Bancarotta non depenalizzata

Pubblicato il 16 maggio 2008 Le sezioni unite della Cassazione (sent. n. 19601/2008) hanno posto fine al contrasto giurisprudenziale formatosi in ordine alla eventuale esclusione del reato di bancarotta fraudolenta commessa dal soggetto che, in base alla novellata disciplina fallimentare, non sarebbe assoggettabile al fallimento. Due gli orientamenti formatesi in materia: l’uno volto a ritenere irrilevante la modifica dell’art. 1 L.fall., attraverso il richiamo alla disciplina transitoria; l’altro secondo cui la novella introdotta, riducendo l’area di fallibilità del piccolo imprenditore, incide su un elemento costitutivo (dichiarazione di fallimento) del reato de quo, dando quindi luogo ad un fenomeno di successione mediata di norme penali.

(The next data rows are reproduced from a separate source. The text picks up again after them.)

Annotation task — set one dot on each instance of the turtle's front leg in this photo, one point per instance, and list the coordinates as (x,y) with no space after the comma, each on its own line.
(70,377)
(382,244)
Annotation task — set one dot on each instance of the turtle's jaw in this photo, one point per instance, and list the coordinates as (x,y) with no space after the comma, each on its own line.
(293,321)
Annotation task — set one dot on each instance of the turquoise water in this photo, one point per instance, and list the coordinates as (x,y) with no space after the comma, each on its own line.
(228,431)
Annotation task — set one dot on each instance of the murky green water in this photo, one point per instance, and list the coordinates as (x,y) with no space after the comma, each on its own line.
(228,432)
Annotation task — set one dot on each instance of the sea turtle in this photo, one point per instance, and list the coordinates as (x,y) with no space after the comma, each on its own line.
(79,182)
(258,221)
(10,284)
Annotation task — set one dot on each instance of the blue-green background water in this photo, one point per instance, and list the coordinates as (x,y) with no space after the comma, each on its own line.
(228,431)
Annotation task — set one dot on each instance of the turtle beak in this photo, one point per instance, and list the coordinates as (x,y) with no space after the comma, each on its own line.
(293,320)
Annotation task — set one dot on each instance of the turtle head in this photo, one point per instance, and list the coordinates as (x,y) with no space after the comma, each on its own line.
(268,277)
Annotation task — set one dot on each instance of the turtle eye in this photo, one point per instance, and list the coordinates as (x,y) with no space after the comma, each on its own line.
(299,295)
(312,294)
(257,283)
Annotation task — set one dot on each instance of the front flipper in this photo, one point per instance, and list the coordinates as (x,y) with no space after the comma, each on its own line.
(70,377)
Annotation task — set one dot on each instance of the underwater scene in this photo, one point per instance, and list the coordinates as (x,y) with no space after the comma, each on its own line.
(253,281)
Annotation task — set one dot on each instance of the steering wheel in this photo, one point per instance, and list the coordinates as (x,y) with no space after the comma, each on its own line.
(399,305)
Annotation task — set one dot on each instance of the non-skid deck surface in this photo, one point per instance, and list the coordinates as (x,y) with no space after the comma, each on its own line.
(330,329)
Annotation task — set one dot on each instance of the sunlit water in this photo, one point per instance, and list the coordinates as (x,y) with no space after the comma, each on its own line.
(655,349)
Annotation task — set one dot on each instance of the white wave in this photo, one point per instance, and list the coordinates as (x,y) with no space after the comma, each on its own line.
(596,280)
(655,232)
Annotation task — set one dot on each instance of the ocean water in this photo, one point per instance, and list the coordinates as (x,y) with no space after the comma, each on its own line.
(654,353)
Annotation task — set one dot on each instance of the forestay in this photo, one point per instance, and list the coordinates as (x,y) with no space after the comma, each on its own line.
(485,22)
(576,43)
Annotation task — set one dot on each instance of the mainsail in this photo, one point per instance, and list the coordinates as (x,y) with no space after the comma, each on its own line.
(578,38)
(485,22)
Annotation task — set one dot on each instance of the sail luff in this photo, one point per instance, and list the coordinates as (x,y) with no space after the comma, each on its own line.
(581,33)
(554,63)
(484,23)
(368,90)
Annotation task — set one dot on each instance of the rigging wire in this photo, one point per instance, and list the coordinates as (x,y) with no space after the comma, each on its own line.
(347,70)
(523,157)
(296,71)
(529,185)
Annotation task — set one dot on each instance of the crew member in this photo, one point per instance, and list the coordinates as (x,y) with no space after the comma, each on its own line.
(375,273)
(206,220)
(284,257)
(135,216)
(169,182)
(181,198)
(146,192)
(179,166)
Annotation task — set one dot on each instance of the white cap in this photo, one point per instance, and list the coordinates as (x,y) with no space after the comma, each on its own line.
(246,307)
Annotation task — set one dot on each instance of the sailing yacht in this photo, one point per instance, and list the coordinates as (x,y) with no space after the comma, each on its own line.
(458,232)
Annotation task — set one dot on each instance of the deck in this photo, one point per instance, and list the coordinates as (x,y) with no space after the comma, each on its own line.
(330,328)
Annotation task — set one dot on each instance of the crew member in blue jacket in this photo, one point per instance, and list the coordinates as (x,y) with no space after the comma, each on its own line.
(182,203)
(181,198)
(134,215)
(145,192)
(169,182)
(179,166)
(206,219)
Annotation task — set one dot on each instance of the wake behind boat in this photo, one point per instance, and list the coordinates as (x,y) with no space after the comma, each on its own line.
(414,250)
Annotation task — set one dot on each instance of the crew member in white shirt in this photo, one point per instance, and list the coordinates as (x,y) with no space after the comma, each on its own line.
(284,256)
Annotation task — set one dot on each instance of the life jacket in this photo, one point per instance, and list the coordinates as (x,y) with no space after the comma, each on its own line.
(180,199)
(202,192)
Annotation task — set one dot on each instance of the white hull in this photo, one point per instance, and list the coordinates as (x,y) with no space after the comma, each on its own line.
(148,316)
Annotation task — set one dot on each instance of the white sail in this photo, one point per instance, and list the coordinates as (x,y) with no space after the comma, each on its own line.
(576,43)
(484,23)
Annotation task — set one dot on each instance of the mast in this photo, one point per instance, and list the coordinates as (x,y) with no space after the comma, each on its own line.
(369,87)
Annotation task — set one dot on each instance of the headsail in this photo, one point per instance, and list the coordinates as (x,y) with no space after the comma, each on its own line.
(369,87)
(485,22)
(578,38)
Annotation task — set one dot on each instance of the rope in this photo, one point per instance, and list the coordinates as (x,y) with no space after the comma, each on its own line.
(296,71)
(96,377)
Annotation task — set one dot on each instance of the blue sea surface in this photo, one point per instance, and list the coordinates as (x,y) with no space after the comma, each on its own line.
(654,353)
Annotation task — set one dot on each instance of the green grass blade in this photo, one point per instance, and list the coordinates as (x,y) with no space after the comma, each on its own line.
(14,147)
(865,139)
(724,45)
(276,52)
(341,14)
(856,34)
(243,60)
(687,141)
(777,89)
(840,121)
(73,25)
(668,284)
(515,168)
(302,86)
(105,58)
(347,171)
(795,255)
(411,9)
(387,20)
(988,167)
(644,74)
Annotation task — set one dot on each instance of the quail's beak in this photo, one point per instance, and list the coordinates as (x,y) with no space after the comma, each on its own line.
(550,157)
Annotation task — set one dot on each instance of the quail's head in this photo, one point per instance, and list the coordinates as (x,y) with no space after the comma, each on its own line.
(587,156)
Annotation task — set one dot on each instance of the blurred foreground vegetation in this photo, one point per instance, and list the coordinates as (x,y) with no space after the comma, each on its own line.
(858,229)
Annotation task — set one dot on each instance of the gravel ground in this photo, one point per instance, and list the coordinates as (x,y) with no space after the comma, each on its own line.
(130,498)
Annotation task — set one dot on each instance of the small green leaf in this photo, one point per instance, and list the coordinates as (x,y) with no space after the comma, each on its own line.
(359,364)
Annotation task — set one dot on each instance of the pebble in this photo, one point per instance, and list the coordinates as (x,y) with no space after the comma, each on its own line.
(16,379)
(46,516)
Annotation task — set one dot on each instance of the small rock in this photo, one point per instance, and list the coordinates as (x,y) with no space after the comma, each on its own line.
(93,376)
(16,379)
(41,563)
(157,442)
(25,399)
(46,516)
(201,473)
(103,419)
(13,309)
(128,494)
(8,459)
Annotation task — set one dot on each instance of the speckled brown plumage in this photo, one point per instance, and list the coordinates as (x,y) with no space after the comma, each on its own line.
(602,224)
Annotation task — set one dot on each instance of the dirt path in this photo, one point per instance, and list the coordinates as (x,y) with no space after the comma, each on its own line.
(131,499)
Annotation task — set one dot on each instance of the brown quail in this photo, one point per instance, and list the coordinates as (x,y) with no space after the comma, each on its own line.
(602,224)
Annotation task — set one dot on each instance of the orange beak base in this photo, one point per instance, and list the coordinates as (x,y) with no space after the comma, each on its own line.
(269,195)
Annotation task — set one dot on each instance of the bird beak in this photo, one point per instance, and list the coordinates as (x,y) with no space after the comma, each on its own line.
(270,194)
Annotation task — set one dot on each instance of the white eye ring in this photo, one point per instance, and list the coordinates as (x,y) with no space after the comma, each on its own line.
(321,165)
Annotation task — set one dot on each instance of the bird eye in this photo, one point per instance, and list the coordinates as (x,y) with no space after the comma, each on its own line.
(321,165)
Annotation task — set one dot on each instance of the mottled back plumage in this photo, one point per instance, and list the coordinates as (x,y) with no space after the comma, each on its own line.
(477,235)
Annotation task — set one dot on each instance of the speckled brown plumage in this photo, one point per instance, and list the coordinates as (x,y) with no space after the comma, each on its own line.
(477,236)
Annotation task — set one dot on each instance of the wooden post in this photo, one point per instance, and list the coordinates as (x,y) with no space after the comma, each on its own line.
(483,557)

La suprema Corte, con la sentenza depositata ieri, ha stabilito che il piccolo imprenditore, oggi non più fallibile in base alla nuova disciplina, risponde del reato di bancarotta fraudolenta se ha contribuito al dissesto societario prima dell’entrata in vigore delle nuove norme. I giudici di legittimità hanno infatti affermato che “il giudice investito del giudizio del reato di bancarotta ex articolo 216 e seguenti della legge fallimentare non può sindacare la sentenza dichiarativa di fallimento non solo quanto al presupposto oggettivo dello stato di insolvenza dell’impresa ma anche quanto ai presupposti soggettivi inerenti le condizioni previste dall’art. 1 della legge fallimentare per la fallibilità dell’imprenditore sicché le modifiche operate dal d.lgs. 5 del 2006 non esercitano influenza ai sensi dell’art. 2 del codice penale”.